Starting with this kiss. The instant Jennifer’s mouth touched Bobby’s, he pulled her closer, taking her mouth, as if he feared she might change her mind. His tongue parted her lips, intimately, full of demand. One of his hands tangled in her hair, the other slid up her back, pressing her close, molding her against all that delicious hard muscle. Her hands slid over his back. Long, strong thighs entwined with hers, his hips settling against hers. His erection, already thick, hard, pressing against her stomach.
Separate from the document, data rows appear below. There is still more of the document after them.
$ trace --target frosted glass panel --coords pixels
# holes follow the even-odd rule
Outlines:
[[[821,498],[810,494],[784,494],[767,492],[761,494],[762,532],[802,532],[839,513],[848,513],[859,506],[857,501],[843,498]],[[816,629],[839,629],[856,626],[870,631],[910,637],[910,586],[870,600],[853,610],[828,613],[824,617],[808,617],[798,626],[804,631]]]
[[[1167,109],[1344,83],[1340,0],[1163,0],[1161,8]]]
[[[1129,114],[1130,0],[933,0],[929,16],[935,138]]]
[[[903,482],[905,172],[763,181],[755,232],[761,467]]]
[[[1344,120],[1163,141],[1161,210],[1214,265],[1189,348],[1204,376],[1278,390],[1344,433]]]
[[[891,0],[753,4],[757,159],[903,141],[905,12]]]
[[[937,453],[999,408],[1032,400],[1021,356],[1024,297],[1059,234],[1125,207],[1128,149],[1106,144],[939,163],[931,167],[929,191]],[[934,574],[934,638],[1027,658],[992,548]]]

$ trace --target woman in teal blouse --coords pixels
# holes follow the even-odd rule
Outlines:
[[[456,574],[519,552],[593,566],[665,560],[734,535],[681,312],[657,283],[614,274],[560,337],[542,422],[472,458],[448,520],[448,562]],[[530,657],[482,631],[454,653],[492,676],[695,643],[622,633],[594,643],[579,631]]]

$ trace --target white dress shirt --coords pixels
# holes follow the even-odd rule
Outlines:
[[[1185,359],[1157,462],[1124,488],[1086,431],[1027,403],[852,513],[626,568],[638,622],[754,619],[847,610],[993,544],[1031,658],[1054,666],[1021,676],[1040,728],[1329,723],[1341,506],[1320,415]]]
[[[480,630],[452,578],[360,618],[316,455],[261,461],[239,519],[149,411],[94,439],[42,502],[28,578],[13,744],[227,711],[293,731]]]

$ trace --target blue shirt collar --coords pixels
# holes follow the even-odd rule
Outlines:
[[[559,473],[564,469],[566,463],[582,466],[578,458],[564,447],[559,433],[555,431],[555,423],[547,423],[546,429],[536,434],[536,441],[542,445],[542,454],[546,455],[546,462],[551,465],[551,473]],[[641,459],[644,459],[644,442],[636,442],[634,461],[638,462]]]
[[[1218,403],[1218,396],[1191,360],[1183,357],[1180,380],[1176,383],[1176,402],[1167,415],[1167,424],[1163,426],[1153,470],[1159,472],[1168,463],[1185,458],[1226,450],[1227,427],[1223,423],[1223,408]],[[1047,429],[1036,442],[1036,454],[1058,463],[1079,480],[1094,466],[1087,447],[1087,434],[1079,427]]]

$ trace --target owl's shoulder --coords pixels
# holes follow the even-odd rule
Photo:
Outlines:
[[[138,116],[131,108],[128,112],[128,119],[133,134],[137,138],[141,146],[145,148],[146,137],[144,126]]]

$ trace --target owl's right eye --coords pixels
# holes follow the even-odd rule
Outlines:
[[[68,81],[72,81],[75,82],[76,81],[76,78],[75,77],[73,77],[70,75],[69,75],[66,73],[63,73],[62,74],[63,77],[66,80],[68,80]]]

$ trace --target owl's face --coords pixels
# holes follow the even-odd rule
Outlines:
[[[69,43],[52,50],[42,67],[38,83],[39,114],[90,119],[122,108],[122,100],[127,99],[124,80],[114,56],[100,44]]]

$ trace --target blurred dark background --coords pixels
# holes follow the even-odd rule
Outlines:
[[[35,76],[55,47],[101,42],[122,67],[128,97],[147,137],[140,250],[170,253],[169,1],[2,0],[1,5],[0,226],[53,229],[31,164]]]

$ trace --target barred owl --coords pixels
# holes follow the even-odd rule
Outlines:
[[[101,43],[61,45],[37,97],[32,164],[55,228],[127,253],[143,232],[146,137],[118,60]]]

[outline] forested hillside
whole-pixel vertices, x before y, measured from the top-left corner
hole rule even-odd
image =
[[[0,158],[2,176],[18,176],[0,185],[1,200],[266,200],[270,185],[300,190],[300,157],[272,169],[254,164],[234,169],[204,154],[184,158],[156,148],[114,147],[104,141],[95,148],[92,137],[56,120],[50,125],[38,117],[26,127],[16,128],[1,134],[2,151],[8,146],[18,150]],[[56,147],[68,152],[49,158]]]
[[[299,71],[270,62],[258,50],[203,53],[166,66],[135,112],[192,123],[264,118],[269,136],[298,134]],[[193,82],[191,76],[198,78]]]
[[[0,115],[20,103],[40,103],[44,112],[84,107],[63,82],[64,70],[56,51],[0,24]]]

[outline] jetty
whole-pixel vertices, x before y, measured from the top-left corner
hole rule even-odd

She moaned into his mouth, heat pooling in the V of her body. She’d told herself she’d kissed him to shut him up, and while true, it had also been for pleasure. The same reason her hand was under his shirt, her palm absorbing warm, taut skin. Feeling pleasure was so much better than talking about the past. Feeling pleasure. Yes. Pleasure. He knew exactly where to touch her. She knew exactly where to touch him.
pImages** of their naked bodies entwined, their passionate, impossible-to-forget lovemaking sizzled in her mind and melted her body against his. Kissing him, tasting him, feeling him close.
“Jennifer,” he murmured against her lips, pulling back to stare at her. “I—”
She pressed her fingers to his lips. “Don’t talk,” she said. “Kiss me again.”
“Bobby!” came Marcie’s shout from the door. “Some guy called the house phone. He says it’s urgent.”
“Damn it,” Bobby cursed under his breath, closing his hand around hers and kissing it. “I’m sorry. I gave the Army an emergency number. I’m on leave but—”
“Duty first,” she said, relief washing over her. “Then fun.” She’d started this game without planning. That was a lot for Jennifer.
“Bobby!” Marcie yelled again.
He stared down at her, his dark lashes narrowing around intelligent blue eyes, as if he were suspicious of what she would do next. He hesitated, then kissed her firmly. “Don’t go anywhere,” he ordered, steel determination in his voice. “We have to talk.” And then he was half walking, half jogging to the house.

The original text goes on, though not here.